Dynamic tracking influenced by anatomy following medial patellofemoral ligament reconstruction: Computational simulation

Background: Continued patellar instability can occur following medial patellofemoral ligament (MPFL) reconstruction. Computational simulation of function was used to investigate the influence of the lateral position of the tibial tuberosity, trochlear dysplasia and patella alta on lateral patellar tracking following MPFL reconstruction. Methods: Multibody dynamic simulation models were developed to represent nine knees being treated for recurrent patellar instability. Knee extension against gravity and dual limb squatting were simulated with and without simulated MPFL reconstruction. Graft resting lengths were set to allow 10 mm and five millimeters of patellar lateral translation at 30° of knee flexion. The bisect offset index, lateral tibial tuberosity to posterior cruciate ligament tibial attachment (TT–PCL) distance, lateral trochlear inclination, and Caton–Deschamps index were quantified at every five degrees of knee flexion to characterize lateral tracking, lateral position of the tibial tuberosity, trochlear dysplasia, and patella alta, respectively.
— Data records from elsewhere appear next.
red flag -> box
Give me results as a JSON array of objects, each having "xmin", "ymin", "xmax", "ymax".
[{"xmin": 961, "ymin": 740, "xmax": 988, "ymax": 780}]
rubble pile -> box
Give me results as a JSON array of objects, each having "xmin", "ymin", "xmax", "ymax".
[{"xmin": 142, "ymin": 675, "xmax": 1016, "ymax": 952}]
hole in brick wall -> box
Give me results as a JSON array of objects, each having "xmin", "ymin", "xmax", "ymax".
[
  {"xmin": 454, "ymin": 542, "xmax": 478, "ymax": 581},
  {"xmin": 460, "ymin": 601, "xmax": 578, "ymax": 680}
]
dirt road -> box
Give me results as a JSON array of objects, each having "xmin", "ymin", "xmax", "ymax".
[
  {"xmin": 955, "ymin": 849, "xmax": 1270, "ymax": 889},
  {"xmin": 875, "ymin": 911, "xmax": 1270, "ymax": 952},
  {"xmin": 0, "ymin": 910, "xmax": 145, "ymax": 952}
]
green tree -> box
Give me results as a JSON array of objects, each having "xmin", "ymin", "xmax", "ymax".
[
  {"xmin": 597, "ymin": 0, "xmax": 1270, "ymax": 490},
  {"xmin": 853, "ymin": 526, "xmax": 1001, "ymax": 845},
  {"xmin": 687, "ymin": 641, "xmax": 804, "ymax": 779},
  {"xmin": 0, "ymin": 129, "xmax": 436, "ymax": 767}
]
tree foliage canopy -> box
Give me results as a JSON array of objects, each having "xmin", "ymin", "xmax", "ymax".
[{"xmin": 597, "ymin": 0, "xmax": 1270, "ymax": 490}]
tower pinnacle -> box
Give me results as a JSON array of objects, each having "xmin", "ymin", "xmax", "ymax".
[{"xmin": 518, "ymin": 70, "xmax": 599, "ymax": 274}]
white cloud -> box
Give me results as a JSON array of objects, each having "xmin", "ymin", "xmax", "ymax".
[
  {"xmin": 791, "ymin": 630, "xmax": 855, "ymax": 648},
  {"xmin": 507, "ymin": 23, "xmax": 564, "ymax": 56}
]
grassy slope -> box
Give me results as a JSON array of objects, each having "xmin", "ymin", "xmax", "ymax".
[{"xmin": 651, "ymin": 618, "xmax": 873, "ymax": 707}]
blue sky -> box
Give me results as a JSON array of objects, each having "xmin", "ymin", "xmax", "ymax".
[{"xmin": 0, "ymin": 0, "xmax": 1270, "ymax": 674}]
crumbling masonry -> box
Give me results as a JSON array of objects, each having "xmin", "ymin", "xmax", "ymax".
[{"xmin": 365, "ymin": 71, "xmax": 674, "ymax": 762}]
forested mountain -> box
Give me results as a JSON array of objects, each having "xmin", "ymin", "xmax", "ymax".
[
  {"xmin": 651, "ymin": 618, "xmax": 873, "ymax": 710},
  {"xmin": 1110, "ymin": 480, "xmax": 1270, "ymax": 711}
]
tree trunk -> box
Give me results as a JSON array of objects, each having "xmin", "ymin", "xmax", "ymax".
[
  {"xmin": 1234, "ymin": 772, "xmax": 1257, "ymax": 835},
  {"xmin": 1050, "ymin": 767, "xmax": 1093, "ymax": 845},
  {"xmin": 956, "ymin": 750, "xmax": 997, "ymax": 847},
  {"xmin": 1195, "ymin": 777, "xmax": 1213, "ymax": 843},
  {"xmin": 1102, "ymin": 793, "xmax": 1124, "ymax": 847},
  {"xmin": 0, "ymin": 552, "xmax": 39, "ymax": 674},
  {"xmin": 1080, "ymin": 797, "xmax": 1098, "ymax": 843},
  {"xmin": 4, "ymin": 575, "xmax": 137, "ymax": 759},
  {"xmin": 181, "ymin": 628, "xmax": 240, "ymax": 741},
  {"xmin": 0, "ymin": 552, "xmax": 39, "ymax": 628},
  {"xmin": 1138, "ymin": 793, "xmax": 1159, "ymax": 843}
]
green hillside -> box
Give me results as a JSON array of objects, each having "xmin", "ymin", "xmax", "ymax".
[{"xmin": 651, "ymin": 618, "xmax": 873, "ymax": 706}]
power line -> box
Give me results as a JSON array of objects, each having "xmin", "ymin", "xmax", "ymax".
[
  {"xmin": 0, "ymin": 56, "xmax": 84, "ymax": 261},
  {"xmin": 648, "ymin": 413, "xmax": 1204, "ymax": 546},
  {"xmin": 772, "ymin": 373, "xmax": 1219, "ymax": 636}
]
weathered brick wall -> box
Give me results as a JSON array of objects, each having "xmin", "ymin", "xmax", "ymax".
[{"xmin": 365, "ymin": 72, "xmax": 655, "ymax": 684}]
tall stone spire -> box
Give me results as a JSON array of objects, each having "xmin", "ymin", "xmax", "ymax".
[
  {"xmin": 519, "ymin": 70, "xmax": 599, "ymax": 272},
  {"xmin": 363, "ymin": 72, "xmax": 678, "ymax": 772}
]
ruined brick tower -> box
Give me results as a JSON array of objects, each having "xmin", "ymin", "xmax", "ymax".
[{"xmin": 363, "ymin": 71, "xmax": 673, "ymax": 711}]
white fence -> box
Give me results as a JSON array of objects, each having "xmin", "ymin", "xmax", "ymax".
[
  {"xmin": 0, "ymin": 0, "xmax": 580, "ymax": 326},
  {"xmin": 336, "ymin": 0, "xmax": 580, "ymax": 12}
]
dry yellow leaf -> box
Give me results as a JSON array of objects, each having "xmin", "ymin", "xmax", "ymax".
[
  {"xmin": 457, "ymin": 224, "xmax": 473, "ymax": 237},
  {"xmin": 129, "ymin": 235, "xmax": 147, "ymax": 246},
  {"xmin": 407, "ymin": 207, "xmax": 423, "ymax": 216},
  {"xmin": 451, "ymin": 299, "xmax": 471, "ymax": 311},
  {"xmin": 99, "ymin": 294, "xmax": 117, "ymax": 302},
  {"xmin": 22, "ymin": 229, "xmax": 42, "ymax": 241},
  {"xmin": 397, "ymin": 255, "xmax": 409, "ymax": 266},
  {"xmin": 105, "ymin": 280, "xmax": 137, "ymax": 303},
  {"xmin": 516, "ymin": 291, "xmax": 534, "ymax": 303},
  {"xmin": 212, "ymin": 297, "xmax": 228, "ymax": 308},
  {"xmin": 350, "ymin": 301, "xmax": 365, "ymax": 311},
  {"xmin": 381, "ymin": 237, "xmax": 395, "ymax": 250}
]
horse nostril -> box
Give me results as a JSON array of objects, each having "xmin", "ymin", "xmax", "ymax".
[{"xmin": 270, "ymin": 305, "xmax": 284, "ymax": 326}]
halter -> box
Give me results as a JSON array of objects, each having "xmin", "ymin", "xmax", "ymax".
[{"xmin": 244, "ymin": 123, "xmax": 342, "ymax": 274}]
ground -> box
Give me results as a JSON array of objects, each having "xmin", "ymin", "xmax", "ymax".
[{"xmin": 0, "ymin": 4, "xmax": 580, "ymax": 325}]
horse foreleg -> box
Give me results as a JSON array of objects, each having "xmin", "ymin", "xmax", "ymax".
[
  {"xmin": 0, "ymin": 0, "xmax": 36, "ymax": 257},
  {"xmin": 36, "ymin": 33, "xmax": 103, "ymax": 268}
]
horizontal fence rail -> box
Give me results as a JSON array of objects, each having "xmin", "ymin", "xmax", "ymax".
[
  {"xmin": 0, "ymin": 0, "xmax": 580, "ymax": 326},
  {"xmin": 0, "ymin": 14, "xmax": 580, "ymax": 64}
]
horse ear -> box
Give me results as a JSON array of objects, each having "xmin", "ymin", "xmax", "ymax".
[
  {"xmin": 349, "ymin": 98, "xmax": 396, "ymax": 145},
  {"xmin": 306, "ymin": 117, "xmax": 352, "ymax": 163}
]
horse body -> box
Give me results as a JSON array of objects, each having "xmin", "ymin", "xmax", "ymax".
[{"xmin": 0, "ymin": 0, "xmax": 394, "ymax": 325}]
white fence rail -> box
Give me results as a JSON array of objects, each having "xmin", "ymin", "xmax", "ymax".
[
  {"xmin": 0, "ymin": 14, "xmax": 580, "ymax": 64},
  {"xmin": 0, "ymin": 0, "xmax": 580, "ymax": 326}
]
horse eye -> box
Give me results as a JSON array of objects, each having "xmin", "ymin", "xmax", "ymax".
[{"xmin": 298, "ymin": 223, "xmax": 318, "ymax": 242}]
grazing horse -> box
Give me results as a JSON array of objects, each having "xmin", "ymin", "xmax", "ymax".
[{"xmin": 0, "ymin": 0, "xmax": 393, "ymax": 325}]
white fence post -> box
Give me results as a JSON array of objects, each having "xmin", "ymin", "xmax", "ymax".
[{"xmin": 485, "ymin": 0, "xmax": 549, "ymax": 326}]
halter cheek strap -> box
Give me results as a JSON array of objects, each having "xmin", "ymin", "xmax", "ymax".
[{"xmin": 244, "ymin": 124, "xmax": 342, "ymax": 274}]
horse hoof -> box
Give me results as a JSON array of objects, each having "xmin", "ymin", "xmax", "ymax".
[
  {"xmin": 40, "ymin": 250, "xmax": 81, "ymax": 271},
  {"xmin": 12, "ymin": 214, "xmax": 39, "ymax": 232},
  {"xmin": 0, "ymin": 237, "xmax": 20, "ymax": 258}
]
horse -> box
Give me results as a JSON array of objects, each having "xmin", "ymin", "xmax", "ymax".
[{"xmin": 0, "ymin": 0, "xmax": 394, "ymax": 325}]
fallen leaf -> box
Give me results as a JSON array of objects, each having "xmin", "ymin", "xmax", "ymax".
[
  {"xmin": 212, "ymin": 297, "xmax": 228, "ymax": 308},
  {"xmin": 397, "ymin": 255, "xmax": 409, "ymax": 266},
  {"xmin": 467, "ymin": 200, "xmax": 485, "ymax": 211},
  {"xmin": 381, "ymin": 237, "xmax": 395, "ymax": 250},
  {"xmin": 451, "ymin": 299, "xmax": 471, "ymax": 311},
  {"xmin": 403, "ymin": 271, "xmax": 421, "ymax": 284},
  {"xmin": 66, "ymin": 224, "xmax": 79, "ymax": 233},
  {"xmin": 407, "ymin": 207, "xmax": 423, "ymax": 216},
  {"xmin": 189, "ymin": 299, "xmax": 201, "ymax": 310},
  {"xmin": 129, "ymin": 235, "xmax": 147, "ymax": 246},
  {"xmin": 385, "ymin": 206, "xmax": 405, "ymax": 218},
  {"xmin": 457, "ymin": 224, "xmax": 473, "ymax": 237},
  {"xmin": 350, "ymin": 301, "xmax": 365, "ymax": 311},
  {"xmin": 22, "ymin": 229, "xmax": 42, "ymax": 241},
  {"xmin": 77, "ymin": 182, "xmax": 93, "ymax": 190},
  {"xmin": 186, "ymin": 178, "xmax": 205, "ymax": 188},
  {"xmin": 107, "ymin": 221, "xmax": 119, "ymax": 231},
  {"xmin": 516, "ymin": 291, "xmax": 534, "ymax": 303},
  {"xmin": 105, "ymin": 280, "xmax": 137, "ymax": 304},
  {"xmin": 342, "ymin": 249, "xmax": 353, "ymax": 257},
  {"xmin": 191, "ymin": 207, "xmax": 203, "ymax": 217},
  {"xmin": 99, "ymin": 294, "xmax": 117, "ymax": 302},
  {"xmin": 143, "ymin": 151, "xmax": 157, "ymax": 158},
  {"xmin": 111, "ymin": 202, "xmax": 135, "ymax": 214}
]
For the pre-operative and post-operative conditions and each type of motion, bisect offset index was correlated with the anatomical parameters using stepwise multivariate linear regression. Results: For both motions, the pre-operative and post-operative bisect offset indices were significantly correlated with lateral trochlear inclination and lateral TT–PCL distance. For both motions, the adjusted r² decreased with MPFL reconstruction, but was still approximately 0.5 for MPFL reconstruction allowing five millimeters of lateral translation. Conclusion: MPFL reconstruction decreases but does not eliminate lateral maltracking related to trochlear dysplasia and a lateralized tibial tuberosity. Patients with these pathologies are likely at the highest risk for instability related to maltracking following MPFL reconstruction.